You're funny. You're either a soft basher (with a short position that you're trying to unwind) or the board now has an Eeyore.
We're getting close. I would say there's no volume for 6 on the Wednesday afternoon before T'giving -- but here we are up 4 percent on volume of less than 500K shares. So maybe.
Finally -- though it looked as though someone to have tried to put up a bit of a fight at 5.30 as well.
Deletion is his modus operandi. It enables him to post the same junk over and over again, and make it look like a new message every time.
Could be sectoral, actually. IBB and XBI also ticking up.
We're less liquid so a little buying pressure goes a long way.
I'm guessing it's a short who wants to unwind before the last hour of the second-to-last day before the next scripts report.
You ask whether that makes sense. I have no idea, but then again I've never shorted this name.
Honestly, though, I think Thursday is becoming a clear-the-decks-for-the-scripts-report day. And if that's right, then a short might want to unwind before the rush to the close on a Wednesday.
It's not a great theory but it's the best I can do.
Alternatively, perhaps someone at Stifel liked what they heard?
The question of the moment is whether all the nephrologists who were at Kidney Week went home more informed and enthusiastic about Auryxia than they were before.

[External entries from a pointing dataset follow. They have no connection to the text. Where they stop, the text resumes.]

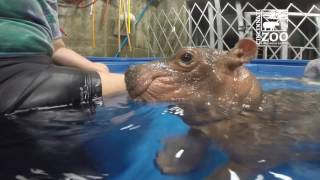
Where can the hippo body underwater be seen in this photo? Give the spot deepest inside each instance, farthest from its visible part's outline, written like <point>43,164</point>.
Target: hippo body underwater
<point>223,102</point>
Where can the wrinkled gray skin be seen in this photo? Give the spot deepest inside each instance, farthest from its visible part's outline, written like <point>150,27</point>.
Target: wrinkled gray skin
<point>223,102</point>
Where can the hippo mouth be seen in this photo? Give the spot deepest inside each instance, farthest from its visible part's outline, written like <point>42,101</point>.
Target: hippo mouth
<point>154,88</point>
<point>160,88</point>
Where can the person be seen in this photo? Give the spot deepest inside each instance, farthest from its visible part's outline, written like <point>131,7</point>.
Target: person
<point>37,70</point>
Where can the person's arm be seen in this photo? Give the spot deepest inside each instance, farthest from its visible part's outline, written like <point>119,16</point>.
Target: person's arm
<point>112,83</point>
<point>67,57</point>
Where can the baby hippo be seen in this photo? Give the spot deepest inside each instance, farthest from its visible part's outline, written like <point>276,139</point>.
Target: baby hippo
<point>223,103</point>
<point>197,74</point>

Kidney Week was November 3 through 8.
So this Friday's scripts numbers will be the first, post-Kidney Week. Will they show a CME boost??
Props to user_6060 for noticing this.
Abrams Capital Management L.P. filed a Form 13-F showing that they hold 5,000,000 shares of Keryx.
As of the end of the quarter, this accounted for $17 million, which was barely 1 percent of the assets listed. They have about $1.2 billion under management. Of course it's now over $25 million.
Note that this is a new position. This entity's 13-F for the 2d quarter does not list Keryx.
"Anemia affects ~33% of the world population and accounts for 8.8% of global disability. Although the etiology of anemia is multifactorial, iron deficiency (ID) is considered to be the most prevalent cause globally. In the United States, ID is estimated to affect 9.2% of females aged 12 to 49 years."
October 22, 2015; Blood: 126 (17)
"Oral iron supplements increase hepcidin and decrease iron absorption from daily or twice-daily doses in iron-depleted young women"
This has some interesting statistics on the prevalence of IDA, and on the difficulties in using oral therapies that are not Auryxia.